Erguendo-se afinal, o moço dirigiu-se ao canto da sala, onde Aurélia trabalhava inteiramente absorta em suas reflexões, e alheia à cena que se acabava de passar, da qual entretanto era ela o assunto, e quem sabe se a vítima.

Que motivo tinha a inexplicável indiferença da moça naquele momento? Talvez ela própria não o soubesse manifestar. É possível que as conseqüências da conversa preocupassem mais seu espírito, do que as palavras trocadas entre sua mãe e Seixas.

— Que significa isto, Aurélia? perguntou o moço.

— Ela é mãe, Fernando, e tem o direito de inquietar-se pelo futuro de sua filha. Quanto a mim, sabe que amo sem condições, e nunca lhe perguntei onde me leva esse amor. Sei que ele é minha felicidade, e isto me basta.

No dia seguinte D. Emília comunicou à filha o resultado da conversa que tivera com Seixas, e reiterou os seus conselhos com as razões do costume.

— Se eu tivesse a desgraça de perdê-la, minha mãe, sua filha já não ficaria só. Teria para ampará-la além de sua lembrança, um amor que não a abandonará nunca.

A viúva deixou escapar um gesto de dúvida.

— Creia, minha mãe; o desejo de conservar-me digna do homem a quem amo, me protegeria melhor do que um marido do acaso.

D. Emília não insistiu mais. Lembrou-se que ela também sacrificara-se por um amor igual, e não podia exigir da filha mais coragem do que ela tivera para resistir ao impulso do coração.

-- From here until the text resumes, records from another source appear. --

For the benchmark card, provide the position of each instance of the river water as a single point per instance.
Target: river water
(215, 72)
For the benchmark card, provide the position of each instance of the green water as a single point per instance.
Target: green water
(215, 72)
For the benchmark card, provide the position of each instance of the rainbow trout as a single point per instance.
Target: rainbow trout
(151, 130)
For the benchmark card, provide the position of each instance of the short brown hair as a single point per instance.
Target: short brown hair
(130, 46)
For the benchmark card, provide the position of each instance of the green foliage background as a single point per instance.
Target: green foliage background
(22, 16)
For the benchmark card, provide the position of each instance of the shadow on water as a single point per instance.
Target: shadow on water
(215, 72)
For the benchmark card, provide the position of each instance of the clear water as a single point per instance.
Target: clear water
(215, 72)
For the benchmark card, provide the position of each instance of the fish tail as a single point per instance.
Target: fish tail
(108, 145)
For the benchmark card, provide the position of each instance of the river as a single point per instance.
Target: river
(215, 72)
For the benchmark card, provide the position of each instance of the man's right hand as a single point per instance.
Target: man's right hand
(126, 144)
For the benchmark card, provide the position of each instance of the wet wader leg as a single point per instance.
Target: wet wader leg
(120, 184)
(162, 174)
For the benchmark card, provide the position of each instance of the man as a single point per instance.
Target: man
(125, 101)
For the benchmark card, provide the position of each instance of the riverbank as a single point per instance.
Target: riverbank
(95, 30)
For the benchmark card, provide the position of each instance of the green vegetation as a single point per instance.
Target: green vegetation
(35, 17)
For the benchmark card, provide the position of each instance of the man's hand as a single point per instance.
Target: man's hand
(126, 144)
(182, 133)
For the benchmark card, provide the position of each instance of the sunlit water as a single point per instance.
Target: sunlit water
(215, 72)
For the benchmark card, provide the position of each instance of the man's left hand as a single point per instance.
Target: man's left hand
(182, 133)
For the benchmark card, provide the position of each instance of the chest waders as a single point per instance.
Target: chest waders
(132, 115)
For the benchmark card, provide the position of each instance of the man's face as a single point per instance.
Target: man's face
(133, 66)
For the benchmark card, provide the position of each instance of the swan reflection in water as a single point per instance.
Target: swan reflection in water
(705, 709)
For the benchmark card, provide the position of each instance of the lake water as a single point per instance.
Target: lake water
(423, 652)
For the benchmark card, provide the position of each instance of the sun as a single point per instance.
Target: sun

Seixas que a noite anterior deixara Aurélia, comovido pela cândida abnegação da menina, quando soube que ela havia rejeitado sem ostentação um partido por que suspiravam muitas das mais fidalgas moças da Corte, não pôde conter os impulsos da alma generosa.

Apresentou-se em casa de D. Emília e pediu a mão de Aurélia, que lhe foi concedida.